Sure, you could have pictures and whatnot, but, within a couple of generations, those images would have zero significance to people. A Butterfly Valve? What's a butterfly? On and on and on.

As it stands, if you could go back in time to talk to someone who shared your language from 1000 years ago, you could barely communicate. Over there, there are ak. Oh, no, I have red eyen. English, going back that far, had separate words for every plural, like we have child-children today. The plural S came from the viking settlers. You really can't directly speak to someone that far back. The language is just too different.

Due to migration, cultural separation, and lack of ability to communicate over distances. These factors would not be an issue on a generation ship. Sure, some concepts wouldn't be understood over time, but with proximity and a spoken/video record, and stable technology, I don't believe that drift would be anywhere near as large as some of you seem to think.
 

Hussar

Legend
But the thing is, even with video records, you have to actually watch them. Why would I watch a nature documentary, say, about things that have absolutely no context for me?

Imagine trying to understand about a whale when you’ve never seen a body of water larger than a puddle. And that paucity of environment would have huge implications on language.

For the same reason that most people couldn’t tell you anything about the Crusades. None of that has any real context to most people.

Give you an easy example because it’s coming up in a month or so. What does the Shrove in Shrove Tuesday mean?
 

Ryujin

Legend
But the thing is, even with video records, you have to actually watch them. Why would I watch a nature documentary, say, about things that have absolutely no context for me?

Imagine trying to understand about a whale when you’ve never seen a body of water larger than a puddle. And that paucity of environment would have huge implications on language.

For the same reason that most people couldn’t tell you anything about the Crusades. None of that has any real context to most people.

Give you an easy example because it’s coming up in a month or so. What does the Shrove in Shrove Tuesday mean?
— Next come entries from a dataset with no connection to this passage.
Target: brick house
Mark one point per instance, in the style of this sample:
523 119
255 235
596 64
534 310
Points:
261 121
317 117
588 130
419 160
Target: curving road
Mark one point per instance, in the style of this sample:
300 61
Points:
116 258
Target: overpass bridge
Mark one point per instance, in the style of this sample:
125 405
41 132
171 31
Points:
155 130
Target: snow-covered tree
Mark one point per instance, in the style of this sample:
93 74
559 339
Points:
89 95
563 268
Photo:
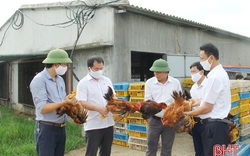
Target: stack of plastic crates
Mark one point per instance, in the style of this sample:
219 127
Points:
235 99
136 91
244 109
121 90
243 150
120 133
137 131
120 129
187 83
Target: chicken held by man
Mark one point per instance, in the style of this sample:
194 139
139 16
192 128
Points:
121 108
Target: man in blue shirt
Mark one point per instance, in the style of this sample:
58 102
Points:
48 92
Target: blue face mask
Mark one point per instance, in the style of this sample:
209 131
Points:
96 74
205 64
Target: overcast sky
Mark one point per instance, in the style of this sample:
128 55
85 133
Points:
230 15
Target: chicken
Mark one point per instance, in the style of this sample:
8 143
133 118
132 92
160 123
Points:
76 112
173 115
121 108
150 108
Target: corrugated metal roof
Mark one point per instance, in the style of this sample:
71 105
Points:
145 12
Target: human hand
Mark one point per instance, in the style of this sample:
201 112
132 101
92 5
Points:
72 101
195 102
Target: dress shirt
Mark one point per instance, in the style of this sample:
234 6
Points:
92 91
217 93
158 92
46 90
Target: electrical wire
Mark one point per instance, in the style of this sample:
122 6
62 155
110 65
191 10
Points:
77 12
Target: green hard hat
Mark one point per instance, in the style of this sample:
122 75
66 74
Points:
160 65
57 56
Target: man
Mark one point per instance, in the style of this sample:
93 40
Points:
48 92
198 75
239 77
216 101
99 126
159 89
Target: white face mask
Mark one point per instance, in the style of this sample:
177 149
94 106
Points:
196 77
96 74
61 70
205 64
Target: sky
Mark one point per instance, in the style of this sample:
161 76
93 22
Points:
229 15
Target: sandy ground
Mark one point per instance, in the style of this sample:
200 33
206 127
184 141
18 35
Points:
183 145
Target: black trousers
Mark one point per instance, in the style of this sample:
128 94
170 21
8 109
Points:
214 133
99 138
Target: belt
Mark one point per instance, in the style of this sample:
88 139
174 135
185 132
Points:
204 121
157 118
52 123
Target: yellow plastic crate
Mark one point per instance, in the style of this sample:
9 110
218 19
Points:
137 120
137 86
243 108
122 93
119 142
139 147
245 113
135 115
244 101
245 119
235 97
136 93
235 90
234 110
136 99
137 134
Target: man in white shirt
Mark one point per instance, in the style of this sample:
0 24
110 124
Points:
216 101
198 75
90 91
159 89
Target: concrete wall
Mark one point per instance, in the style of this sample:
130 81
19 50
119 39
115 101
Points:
32 37
140 33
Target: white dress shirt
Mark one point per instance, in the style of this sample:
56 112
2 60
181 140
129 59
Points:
196 91
92 91
217 93
158 92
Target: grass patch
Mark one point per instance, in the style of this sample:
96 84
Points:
17 134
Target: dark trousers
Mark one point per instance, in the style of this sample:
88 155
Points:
197 133
101 138
50 140
155 131
214 133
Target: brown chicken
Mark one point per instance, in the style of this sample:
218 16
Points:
150 108
76 112
173 115
121 108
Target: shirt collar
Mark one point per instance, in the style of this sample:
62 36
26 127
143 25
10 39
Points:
91 78
169 80
215 69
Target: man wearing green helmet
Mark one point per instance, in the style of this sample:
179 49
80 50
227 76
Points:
159 89
48 92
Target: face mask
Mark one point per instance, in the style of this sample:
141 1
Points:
205 64
96 74
196 77
61 70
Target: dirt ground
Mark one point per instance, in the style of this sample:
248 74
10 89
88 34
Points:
183 145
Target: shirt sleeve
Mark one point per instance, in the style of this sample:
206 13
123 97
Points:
213 90
81 91
39 93
147 93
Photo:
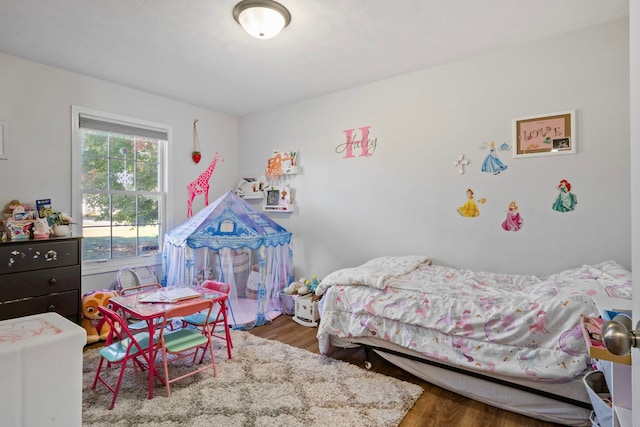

Not all that relevant. Virtually everyone would must needs have some function on ship. Even children. As a result they would maintain the language that they do use. I wouldn't call the dropping of unused terms drift. I'd call it a lack of vocabulary. The words, however, still exist and are accessible in a very real way.

As far as Shrove, I'm going to absolve myself of stating a defintion ;)
 

Hussar

Legend
Actually, on a generation ship, so much of the ship's functions would be automated anyway that most of the human crew would be nothing but passengers. Why would you want to trust maintenance to humans?

Something along the lines of Wall-E would be pretty plausible.